A and B can together complete a job in 12 days. A can alone complete it in 14 days. How long would B alone take to finish the job?

A

84 days.

B

85 days.

C

83 days.

D

87 days.

Soln.
Ans: a

One day work of A + B is \$1/12\$. One day work of A is \$1/14\$. So one day work of B, say, \$1/y\$ = \$1/12\$ - \$1/14\$. Solving, we get y = 84 days.

### Question 3

A can harvest a field in 12 days. B can do the same work in 7 days. In how many days will they together harvest the field?

A

\$4{8/19}\$ days.

B

\$5{8/19}\$ days.

C

\$6{8/19}\$ days.

D

\$7{8/19}\$ days.

Soln.
Ans: a

Putting x = 12 and y = 7 in the shortcut method, we get \${xy}/{x + y}\$ = \${84/19}\$, which is same as: \$4{8/19}\$.

### Question 4

A, B and C can independently complete a work in 16, 11 and 6 days respectively.
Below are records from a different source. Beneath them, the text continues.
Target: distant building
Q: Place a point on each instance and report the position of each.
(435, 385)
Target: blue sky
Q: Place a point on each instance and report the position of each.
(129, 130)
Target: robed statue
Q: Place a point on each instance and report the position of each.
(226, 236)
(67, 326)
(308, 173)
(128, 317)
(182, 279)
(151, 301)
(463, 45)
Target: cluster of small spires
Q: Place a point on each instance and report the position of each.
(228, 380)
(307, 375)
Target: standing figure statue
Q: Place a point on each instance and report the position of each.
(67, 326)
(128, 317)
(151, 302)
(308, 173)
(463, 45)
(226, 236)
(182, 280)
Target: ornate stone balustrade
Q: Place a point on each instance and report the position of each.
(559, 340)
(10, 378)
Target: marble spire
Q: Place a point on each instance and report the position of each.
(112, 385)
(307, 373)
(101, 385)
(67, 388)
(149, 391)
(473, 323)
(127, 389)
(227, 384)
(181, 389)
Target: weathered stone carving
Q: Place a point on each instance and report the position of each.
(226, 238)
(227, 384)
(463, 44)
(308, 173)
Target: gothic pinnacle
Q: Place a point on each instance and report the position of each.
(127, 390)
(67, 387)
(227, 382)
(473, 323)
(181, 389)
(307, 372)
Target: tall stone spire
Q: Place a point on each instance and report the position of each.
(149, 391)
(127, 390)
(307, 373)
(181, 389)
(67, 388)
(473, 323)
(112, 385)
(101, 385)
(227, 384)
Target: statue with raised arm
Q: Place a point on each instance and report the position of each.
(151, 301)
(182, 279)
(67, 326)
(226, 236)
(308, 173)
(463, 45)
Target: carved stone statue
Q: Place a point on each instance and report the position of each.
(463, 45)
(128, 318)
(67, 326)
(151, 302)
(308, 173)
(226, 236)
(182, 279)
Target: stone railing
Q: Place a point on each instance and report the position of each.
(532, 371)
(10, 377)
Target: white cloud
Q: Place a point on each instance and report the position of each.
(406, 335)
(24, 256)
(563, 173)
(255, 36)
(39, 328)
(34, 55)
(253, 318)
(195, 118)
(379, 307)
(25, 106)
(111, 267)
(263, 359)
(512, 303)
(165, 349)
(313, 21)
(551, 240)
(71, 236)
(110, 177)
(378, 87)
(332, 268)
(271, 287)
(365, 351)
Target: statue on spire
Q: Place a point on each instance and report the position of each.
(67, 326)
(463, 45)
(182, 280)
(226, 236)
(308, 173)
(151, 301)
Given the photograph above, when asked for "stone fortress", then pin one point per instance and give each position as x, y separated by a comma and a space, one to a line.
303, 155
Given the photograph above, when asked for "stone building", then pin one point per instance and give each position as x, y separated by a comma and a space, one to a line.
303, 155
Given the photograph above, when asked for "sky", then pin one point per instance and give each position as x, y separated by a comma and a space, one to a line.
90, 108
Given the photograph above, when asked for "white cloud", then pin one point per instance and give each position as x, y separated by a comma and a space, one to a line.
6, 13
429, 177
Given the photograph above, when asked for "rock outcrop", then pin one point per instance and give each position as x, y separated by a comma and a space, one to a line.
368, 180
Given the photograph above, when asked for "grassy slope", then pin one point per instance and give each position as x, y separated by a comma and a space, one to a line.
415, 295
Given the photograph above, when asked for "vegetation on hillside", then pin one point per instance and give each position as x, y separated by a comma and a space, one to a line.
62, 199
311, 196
First C starts the work, then A joined after 3 days, and B after 2 days. In how many days was the work completed?

A

\$4{47/169}\$ days.

B

\$5{47/169}\$ days.

C

\$6{47/169}\$ days.

D

\$7{47/169}\$ days.

Soln.
Ans: a

Use the shortcut formula. If A, B, C can independently complete the job in x, y and z days, and A joins after n days, and B joins after m days, the work is completed in \${xyz}/{xy + yz + zx}\$ × \$(1 + n/x + m/y)\$ days. Putting the various values x = 16, y = 11, z = 6, n = 3, m = 2, and simplifying, we get \${723/169}\$, which is same as: \$4{47/169}\$.

### Question 5

If 102 men can do a task in 48 days if they work 17 hours per day, how many men are required to complete the task in 17 days if they work 16 hours?

A

306.

B

307.

C

305.

D

309.

Soln.
Ans: a

If m1 men can do a task in d1 days by working h1 hours per day, and m2 in d2 days by working h2 hours per day, then we must have m1 × d1 × h1 = m2 × d2 × h2. Putting m1 = 102, d1 = 48, h1 = 17, d2 = 17, and h2 = 16 we get m2 = 306.